On Mon, Jan 29, 2001 at 01:16:13AM +0100, Matthias Buelow wrote:
> Alexander Mai <[EMAIL PROTECTED]> writes:
> >If you don't add the explicit initialization, so I would assume that
> >on runtime the program has to dig out what kind of variable it is
> >and then assign the 0 value. Isn't there a trade-off between
>
> I was under the impression that for standards compliance it is sufficient
> that the memory bytes are initialized to zero, and because of that you
> cannot rely on, for example, static pointer variables being initialized
> to 0 (NULL) because as we all know, 0 in pointer context may be something
> different than all bits cleared. (I'd say the same applies to floating
> point variables so you probably can only rely on integer and character
> types to be properly initialized to 0.) I'm not a language lawyer, though,
> and unfortunately don't have the C89/C99 Standard text at hand so if
> somebody here knows The Truth, I'd like to be enlightened on this topic.

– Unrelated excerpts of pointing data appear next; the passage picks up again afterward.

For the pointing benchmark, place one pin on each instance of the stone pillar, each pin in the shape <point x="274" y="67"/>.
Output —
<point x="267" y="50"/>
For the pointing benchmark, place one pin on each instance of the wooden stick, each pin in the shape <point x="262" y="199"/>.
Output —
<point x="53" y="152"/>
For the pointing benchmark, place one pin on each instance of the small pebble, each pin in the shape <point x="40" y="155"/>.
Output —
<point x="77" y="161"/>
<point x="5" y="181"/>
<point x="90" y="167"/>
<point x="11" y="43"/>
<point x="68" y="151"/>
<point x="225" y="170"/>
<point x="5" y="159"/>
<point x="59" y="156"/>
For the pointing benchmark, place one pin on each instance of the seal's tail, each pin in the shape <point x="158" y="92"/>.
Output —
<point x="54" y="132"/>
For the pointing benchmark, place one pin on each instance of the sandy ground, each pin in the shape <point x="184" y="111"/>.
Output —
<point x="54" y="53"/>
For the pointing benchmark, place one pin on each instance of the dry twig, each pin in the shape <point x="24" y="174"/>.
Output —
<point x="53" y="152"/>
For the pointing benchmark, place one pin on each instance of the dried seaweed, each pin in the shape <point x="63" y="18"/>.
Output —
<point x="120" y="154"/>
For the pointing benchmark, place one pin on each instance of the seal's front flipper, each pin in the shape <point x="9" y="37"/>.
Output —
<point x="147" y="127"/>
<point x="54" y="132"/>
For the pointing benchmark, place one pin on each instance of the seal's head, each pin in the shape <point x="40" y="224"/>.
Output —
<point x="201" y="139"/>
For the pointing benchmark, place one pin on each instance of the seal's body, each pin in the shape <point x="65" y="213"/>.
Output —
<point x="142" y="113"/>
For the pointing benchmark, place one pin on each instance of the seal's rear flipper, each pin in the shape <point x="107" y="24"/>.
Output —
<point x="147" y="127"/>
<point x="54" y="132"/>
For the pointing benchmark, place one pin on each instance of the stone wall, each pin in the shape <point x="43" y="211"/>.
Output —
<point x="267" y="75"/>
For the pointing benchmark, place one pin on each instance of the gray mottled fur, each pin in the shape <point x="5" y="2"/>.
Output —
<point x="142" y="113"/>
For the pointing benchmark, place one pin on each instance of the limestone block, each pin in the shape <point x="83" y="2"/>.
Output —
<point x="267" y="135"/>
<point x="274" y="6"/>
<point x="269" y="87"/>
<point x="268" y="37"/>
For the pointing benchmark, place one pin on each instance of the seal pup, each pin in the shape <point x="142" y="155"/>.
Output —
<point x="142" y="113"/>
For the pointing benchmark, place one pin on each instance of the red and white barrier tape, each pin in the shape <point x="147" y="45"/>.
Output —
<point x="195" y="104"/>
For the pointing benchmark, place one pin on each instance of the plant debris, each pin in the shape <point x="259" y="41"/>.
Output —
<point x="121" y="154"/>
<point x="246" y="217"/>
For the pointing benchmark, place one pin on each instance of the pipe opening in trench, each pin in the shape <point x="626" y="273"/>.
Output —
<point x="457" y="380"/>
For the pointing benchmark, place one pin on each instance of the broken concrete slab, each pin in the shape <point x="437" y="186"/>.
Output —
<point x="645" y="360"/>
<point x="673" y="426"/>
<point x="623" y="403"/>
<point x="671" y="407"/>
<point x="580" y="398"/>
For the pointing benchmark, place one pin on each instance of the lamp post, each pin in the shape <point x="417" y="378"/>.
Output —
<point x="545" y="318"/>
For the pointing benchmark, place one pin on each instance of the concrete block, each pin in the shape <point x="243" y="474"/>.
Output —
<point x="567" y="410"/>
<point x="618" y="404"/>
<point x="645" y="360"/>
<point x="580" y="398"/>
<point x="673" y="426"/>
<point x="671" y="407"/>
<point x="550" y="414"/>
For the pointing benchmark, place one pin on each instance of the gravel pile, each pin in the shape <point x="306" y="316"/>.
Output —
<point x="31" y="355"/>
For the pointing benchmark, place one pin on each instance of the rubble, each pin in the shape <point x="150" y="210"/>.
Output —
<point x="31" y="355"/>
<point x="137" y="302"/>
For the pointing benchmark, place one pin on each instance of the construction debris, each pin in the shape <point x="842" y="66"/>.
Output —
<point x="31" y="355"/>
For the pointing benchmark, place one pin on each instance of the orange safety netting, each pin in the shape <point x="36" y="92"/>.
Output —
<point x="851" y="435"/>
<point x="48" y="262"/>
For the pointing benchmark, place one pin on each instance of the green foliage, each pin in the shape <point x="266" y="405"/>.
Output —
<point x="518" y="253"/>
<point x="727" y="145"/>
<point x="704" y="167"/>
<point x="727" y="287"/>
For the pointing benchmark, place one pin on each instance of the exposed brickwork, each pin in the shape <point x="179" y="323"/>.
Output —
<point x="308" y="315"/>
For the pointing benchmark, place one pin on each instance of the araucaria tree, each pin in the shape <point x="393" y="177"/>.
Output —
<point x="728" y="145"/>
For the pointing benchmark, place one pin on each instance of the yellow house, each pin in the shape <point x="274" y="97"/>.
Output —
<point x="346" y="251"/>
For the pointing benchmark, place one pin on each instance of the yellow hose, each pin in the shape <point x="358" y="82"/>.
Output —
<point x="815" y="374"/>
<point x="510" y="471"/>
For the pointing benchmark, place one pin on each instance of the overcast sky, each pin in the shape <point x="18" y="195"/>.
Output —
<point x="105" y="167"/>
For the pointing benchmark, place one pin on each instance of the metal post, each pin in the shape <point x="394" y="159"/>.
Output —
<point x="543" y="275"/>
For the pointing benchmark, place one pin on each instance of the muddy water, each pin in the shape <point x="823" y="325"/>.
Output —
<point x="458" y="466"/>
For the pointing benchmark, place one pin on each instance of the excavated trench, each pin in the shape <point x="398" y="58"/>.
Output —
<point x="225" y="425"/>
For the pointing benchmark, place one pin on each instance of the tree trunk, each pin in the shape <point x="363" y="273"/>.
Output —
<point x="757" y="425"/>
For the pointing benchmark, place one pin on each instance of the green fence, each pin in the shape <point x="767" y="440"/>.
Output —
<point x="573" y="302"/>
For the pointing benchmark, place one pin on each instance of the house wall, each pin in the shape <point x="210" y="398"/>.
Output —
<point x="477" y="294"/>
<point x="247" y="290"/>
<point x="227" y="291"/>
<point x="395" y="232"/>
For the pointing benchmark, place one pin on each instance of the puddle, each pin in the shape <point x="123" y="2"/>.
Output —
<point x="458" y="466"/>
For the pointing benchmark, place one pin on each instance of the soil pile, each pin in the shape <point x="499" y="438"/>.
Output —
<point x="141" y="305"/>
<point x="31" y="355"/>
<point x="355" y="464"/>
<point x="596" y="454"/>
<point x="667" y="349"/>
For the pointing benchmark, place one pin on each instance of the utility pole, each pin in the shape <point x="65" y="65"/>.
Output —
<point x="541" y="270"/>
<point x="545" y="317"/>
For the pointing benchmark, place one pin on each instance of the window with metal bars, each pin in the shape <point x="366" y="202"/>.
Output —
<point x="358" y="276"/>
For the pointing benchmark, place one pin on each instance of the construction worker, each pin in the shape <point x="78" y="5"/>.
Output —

Citing from my C9X draft copy:
If an object that has automatic storage duration is not initialized explicitly, its
value is
indeterminate. If an object that has static storage duration is not initialized
explicitly,
then:
- if it has pointer type, it is initialized to a null pointer;
- if it has arithmetic type, it is initialized to (positive or unsigned) zero;
- if it is an aggregate, every member is initialized (recursively) according to
these rules;
- if it is a union, the first named member is initialized (recursively) according
to these
rules.
> I don't expect the C runtime to do any initializing for bss variables,
> since the OS already provides cleaned (i.e. all bytes 0) pages on
> allocation (well, maybe PC compiler runtimes on pathetic legacy systems
> like MS-DOS do this themselves but that doesn't matter here anyways).
>
> mkb
Arguments based on operating system standards/ architecture/ etc.
are not helpful here - since one shouldn't rely on.
The lower the requirements we have the better it is.